Então fica estabelecido (cultura, hábitos, família, leis, ordem simbólica) que a única sexualidade humana é coital e adulta e que está vinculada à dominação do homem sobre a mulher e de ambos sobre as criaturas. De facto, o conceito de sexualidade é desvirtuado ao identificá-la com genitalidade, e/ou, já em menor medida, com a reprodução.

De maneira que todas as pulsões e emoções que conseguimos perceber, as projetamos e orientamos em direção a essa única prática sexual, e em direção a esse único conceito de sexualidade associado, quase se poderia dizer identificado, com genitalidade e falocracia.

E assim a sexualidade fica inconsciente e praticamente unida às relações de dominação entre os dois sexos e entre a idade adulta e a infância, como veremos mais detalhadamente no capítulo 5, no qual voltaremos a entrar no que Deleuze e Guattari chamaram edipização.

Todo o restante fica silenciado, não há palavras para falar sobre isso, nem imagens para imaginá-lo.

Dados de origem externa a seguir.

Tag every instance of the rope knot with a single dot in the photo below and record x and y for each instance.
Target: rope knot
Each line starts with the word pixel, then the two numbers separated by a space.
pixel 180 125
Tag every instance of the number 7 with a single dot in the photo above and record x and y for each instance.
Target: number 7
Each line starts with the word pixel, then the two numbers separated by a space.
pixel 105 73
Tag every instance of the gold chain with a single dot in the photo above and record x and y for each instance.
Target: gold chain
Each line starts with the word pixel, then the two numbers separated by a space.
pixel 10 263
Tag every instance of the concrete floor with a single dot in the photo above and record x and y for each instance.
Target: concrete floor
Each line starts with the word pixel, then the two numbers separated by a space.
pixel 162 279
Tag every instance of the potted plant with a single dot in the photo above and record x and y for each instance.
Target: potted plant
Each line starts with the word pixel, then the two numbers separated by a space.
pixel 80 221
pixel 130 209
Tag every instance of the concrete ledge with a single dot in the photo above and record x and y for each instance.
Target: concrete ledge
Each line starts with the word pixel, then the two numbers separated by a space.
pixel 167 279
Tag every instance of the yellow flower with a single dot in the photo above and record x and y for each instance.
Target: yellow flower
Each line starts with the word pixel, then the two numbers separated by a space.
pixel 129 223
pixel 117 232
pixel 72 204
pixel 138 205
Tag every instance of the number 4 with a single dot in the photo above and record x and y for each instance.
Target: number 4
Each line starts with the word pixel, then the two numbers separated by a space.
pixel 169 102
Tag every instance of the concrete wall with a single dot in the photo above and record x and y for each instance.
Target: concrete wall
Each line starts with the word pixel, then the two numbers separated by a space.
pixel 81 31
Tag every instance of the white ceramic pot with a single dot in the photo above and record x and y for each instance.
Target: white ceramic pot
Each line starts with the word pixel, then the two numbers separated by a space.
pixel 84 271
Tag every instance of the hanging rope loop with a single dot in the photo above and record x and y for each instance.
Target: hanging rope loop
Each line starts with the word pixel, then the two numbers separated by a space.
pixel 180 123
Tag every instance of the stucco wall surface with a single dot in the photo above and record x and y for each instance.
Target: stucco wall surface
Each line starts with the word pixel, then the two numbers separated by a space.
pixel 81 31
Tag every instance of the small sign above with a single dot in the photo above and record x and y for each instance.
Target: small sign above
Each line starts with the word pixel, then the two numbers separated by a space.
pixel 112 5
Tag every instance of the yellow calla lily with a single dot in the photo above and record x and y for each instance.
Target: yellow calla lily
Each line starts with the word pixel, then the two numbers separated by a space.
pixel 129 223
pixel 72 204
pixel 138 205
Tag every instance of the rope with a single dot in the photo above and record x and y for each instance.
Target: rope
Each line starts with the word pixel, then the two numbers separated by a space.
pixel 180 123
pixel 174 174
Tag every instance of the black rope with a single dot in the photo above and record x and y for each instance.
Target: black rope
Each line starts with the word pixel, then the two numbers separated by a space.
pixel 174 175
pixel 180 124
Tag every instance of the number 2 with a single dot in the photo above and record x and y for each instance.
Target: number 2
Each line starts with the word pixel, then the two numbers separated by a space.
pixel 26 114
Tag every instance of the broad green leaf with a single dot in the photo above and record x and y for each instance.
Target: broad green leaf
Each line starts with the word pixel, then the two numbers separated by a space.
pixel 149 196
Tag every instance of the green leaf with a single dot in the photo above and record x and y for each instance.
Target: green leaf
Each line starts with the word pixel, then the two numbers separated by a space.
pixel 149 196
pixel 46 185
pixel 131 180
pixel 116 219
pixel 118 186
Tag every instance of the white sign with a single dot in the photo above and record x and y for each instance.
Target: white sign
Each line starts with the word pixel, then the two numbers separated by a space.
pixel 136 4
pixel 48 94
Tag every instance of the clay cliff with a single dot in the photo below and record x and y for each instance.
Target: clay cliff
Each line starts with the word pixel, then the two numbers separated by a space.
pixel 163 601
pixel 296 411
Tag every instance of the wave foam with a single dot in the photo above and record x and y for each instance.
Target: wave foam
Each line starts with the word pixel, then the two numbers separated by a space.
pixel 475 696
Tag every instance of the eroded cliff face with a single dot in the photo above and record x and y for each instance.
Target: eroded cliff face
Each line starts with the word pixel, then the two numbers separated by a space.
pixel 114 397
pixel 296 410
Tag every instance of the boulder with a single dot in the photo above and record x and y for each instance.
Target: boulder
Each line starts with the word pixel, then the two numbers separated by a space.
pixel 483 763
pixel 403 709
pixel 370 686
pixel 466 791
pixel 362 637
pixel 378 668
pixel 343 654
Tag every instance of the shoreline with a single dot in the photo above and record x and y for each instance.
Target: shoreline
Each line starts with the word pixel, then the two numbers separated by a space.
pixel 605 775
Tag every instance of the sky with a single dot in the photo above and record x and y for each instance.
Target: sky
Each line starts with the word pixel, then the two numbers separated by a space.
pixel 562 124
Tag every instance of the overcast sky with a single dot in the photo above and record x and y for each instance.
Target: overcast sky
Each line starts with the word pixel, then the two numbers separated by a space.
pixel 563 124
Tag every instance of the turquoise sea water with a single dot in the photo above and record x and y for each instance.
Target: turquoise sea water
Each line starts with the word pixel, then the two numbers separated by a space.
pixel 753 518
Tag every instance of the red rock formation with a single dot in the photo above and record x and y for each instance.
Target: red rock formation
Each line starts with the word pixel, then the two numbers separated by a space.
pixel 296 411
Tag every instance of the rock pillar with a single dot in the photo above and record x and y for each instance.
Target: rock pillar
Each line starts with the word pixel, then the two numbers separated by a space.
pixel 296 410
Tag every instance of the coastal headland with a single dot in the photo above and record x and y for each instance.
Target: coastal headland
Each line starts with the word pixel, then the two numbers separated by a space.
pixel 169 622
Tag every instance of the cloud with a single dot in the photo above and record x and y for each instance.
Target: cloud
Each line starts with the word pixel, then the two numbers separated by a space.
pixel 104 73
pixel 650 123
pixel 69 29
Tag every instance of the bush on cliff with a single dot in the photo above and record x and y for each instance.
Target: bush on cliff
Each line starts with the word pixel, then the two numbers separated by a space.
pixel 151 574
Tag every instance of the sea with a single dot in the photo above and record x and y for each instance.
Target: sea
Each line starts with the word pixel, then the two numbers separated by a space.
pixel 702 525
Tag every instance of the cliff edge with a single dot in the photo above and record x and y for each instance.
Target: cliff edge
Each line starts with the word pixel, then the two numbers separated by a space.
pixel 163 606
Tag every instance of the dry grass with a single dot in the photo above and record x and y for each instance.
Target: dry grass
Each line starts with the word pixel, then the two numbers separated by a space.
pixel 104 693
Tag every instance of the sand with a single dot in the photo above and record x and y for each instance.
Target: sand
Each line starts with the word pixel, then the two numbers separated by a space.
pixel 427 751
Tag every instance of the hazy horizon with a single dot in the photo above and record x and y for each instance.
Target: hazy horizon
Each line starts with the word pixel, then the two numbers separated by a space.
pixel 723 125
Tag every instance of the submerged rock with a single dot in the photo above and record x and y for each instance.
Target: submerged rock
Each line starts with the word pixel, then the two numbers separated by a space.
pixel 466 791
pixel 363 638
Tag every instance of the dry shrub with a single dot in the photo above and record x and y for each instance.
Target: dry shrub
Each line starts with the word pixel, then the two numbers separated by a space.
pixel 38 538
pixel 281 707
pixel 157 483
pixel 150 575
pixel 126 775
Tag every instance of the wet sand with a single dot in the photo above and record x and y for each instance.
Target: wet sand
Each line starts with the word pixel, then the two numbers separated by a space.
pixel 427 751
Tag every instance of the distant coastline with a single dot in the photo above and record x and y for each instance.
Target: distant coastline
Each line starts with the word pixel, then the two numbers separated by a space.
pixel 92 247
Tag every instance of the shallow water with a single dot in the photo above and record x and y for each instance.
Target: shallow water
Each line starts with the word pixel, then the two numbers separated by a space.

Assim sucede que as pulsões maternas que se filtram, interpretam-se como transferências da única sexualidade reconhecida, portanto incestuosas e perversas. O desejo materno “refoulado” (reprimido) inconscientemente que é um anelo de simbiose, projeta-se e fica incluído no desejo da sexualidade coital, única que cabe na nossa imaginação, e que propicia-se com o mito da meia laranja que atua de isca para atrair o anelo do amor simbiótico. Porém a relação coital não é um estado de simbiose (no sentido biológico da palavra); ou seja, não é um estado de fusão contínua imprescindível para a sobrevivência; e por mais que quisemos prolongar a lua de mel das primeiras paixões não é como a relação mãe-criatura, já que é uma relação promovida por uma libido prevista para umas fusões descontinuas. A libido da fusão continua é a materna, não a coital. E o casal homem-mulher é uma dupla diferente da dupla mãe-criatura, pela diferente qualidade das libidos que as sustentam. A dupla mãe-criatura é um par simbiótico, uma díade, e tem uma carga libidinal diferente, com uma intensidade específica, relativa à simbiose que deve regular.

 A verdadeira lactancia é uma implementação impressionante da sexualidade humana, da criatura e da voluptuosidade jamais definida (Groddeck) da mulher; e pressupõe uma fusão tão grande que Nils Bergman (nota 13, pag 14) diz que mãe e criatura foram um só organismo; aqui sim se corresponde à imagem das duas meias laranjas que fazem a laranja, a unidade. No entanto, a lactancia é apresentada descafeinada, desapossada dessa libido e do prazer que a acompanha, e com um vínculo apenas corporal. Como se tudo ficasse no contacto pontual e superficial da boca com o mamilo, ocultando o que sucede no interior de ambos corpos. Ou como se somente fora um processo da fisiologia do sistema digestivo.

Segundo a nossa ordem sexual, a libido da maternidade reprimida mais ou menos de forma inconsciente de acordo com os casos, projeta-se ao casal homem-mulher (que não é um par simbiótico). E o que acontece é que o vínculo homem-mulher recarrega-se no imaginário coletivo de uma libido que de alguma forma não lhe corresponde; e por isso a imagem da meia laranja é um mito falacioso e irrealizável.

Disso tudo surgem os “apegos” patológicos dos casais; as relações tornam-se neuróticas porque têm que adaptar-se ao modelo socialmente estabelecido da “meia laranja”, que supõe a translação do amor primário simbiótico mãe-criatura. E segundo esse modelo efetivamente projetamos o anelo libidinal de simbiose, latente desde a nossa etapa primaria, ao casal adulto. Os “apegos” patológicos podem serem muito variados: tabaco, jogo, drogas, chocolate, consumismo compulsivo, sexo sem desejo, possessões, fama, Poder… É a busca insaciável do bem-estar perdido, tratando de atenuar a ansiedade que brota da Falta Básica, a falta do amor primário.”